The collection of 50 in-depth interviews, commissioned from independent market research firm ComRes, reveals a confused picture for diabetes care, including:
- Diabetes being a lower national priority caused by a perceived local and national leadership vacuum.
- Diabetes grouped with other long-term conditions, resulting in the dissolution of valuable representative groups, such as NHS Diabetes
- Tensions between GPs and commissioners, as GPs are faced with the pressure of reducing costs while managing the condition in a holistic way.
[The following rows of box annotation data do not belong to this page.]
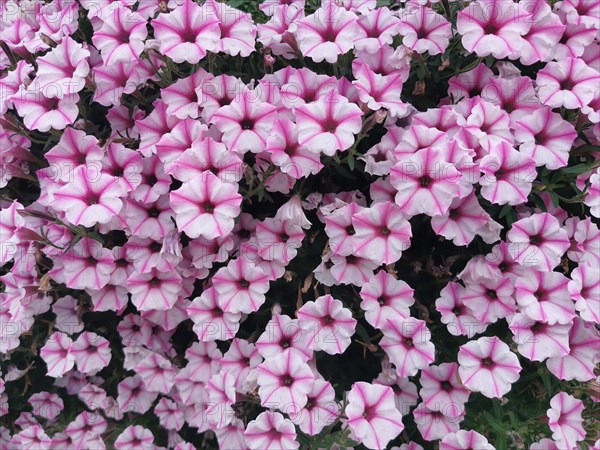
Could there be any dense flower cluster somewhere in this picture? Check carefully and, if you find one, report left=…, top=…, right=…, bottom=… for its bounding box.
left=0, top=0, right=600, bottom=450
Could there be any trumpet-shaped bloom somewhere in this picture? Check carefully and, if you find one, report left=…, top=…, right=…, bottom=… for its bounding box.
left=509, top=313, right=571, bottom=361
left=151, top=0, right=221, bottom=64
left=515, top=269, right=575, bottom=325
left=51, top=166, right=125, bottom=227
left=290, top=1, right=366, bottom=64
left=256, top=314, right=313, bottom=361
left=187, top=287, right=241, bottom=342
left=506, top=213, right=570, bottom=272
left=379, top=317, right=435, bottom=378
left=290, top=379, right=340, bottom=436
left=203, top=0, right=256, bottom=57
left=440, top=430, right=494, bottom=450
left=515, top=107, right=577, bottom=169
left=352, top=203, right=412, bottom=264
left=294, top=92, right=362, bottom=156
left=398, top=4, right=452, bottom=55
left=212, top=255, right=269, bottom=314
left=390, top=147, right=460, bottom=217
left=210, top=91, right=277, bottom=154
left=344, top=381, right=404, bottom=450
left=456, top=0, right=531, bottom=59
left=360, top=270, right=415, bottom=328
left=40, top=331, right=75, bottom=378
left=546, top=317, right=600, bottom=381
left=92, top=3, right=148, bottom=65
left=71, top=331, right=112, bottom=374
left=458, top=337, right=521, bottom=398
left=479, top=141, right=537, bottom=205
left=127, top=268, right=182, bottom=311
left=462, top=276, right=516, bottom=324
left=33, top=36, right=90, bottom=98
left=546, top=392, right=585, bottom=450
left=568, top=263, right=600, bottom=324
left=244, top=411, right=300, bottom=450
left=170, top=172, right=242, bottom=239
left=535, top=58, right=600, bottom=109
left=296, top=295, right=356, bottom=355
left=256, top=349, right=315, bottom=414
left=11, top=86, right=79, bottom=132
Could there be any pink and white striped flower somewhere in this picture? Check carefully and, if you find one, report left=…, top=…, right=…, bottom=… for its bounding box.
left=344, top=381, right=404, bottom=450
left=294, top=91, right=362, bottom=156
left=546, top=392, right=586, bottom=450
left=458, top=336, right=521, bottom=398
left=170, top=172, right=242, bottom=239
left=151, top=0, right=221, bottom=64
left=379, top=317, right=435, bottom=378
left=212, top=255, right=269, bottom=314
left=244, top=411, right=300, bottom=450
left=360, top=270, right=415, bottom=328
left=390, top=147, right=460, bottom=217
left=296, top=295, right=357, bottom=355
left=290, top=0, right=366, bottom=64
left=506, top=213, right=570, bottom=272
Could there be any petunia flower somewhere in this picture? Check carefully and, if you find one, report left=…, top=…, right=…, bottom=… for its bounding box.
left=203, top=0, right=256, bottom=57
left=509, top=313, right=571, bottom=361
left=462, top=276, right=516, bottom=324
left=294, top=91, right=362, bottom=156
left=546, top=392, right=586, bottom=450
left=170, top=172, right=242, bottom=239
left=92, top=3, right=148, bottom=66
left=435, top=281, right=487, bottom=338
left=546, top=317, right=600, bottom=381
left=32, top=36, right=90, bottom=98
left=354, top=6, right=400, bottom=53
left=40, top=331, right=75, bottom=378
left=458, top=336, right=521, bottom=398
left=390, top=147, right=460, bottom=217
left=210, top=91, right=277, bottom=154
left=290, top=0, right=366, bottom=64
left=506, top=213, right=570, bottom=272
left=352, top=203, right=412, bottom=264
left=515, top=107, right=577, bottom=169
left=296, top=295, right=357, bottom=355
left=71, top=331, right=112, bottom=374
left=535, top=58, right=600, bottom=109
left=151, top=0, right=221, bottom=64
left=187, top=287, right=241, bottom=342
left=412, top=403, right=464, bottom=442
left=244, top=411, right=300, bottom=450
left=290, top=379, right=340, bottom=436
left=256, top=314, right=313, bottom=361
left=568, top=263, right=600, bottom=324
left=515, top=269, right=575, bottom=325
left=379, top=317, right=435, bottom=378
left=344, top=381, right=404, bottom=450
left=51, top=166, right=125, bottom=227
left=115, top=425, right=155, bottom=450
left=256, top=349, right=315, bottom=414
left=398, top=4, right=452, bottom=55
left=479, top=141, right=537, bottom=205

Often the two contrast starkly and the report points to clinical decisions being overridden by short-term cost-cutting
- A confused state of clinical guidance, resulting in a lack of support for GPs treating people living with diabetes
The report reinforces that despite national guidance and innovative treatments and technologies being made available, people diagnosed with diabetes in 2015 may not receive the care they need. Some GPs claimed that they are being prevented from prescribing clinically effective newer agents due to pressure from CCGs and local prescribing bodies to prescribe the cheapest treatments.
The PDI is calling on the government to ensure people with diabetes get the appropriate treatment at the right time in their patient pathway. The report also calls for more support for GPs in managing the condition, through a clear and integrated community pathway for diabetes care and greater local and national leadership.
Dr David Miller-Jones, Chair of the Primary Care Diabetes Society (PCDS), who contributed to the report, said: “GPs are now carrying more responsibility for managing diabetes than ever before. The PCDS provide education and national leadership, but our aims of supporting GPs should be strengthened by a renewed national NHS policy commitment to tackle diabetes.”
A Diabetes Snapshot indicates GPs are already facing major issues dealing with this condition
The report was released amid a consultation period of a number of Type 1 and Type 2 clinical NICE guidelines. The latest Type 2 guideline consultation, which has now closed, is proposing changes to the current guidelines of care, which would take diabetes care back by a decade, according to diabetes specialists and healthcare professionals alike. Leading clinician Professor Anthony Barnett and a collection of diabetes specialists from across the country concur that whilst the proposed Type 1 guideline is sensible, in contrast some of the recommendations included in the Type 2 guideline are ‘paradoxical in the extreme’ and demonstrate a ‘distinct failure of common sense’.
Suzie Collett, Director of Policy, Communications and External Affairs at MSD and Chair of the ABPI PDI said: “A Diabetes Snapshot indicates GPs are already facing major issues dealing with this condition. This matters because keeping the growing number of diabetes patients well is not just good for them, it also saves costly acute hospital care. The draft guidelines produced by NICE unfortunately outline a short-sighted approach, ignoring and restricting the use of modern therapies, just at the moment where the NHS needs to get on top of diabetes care at every level.”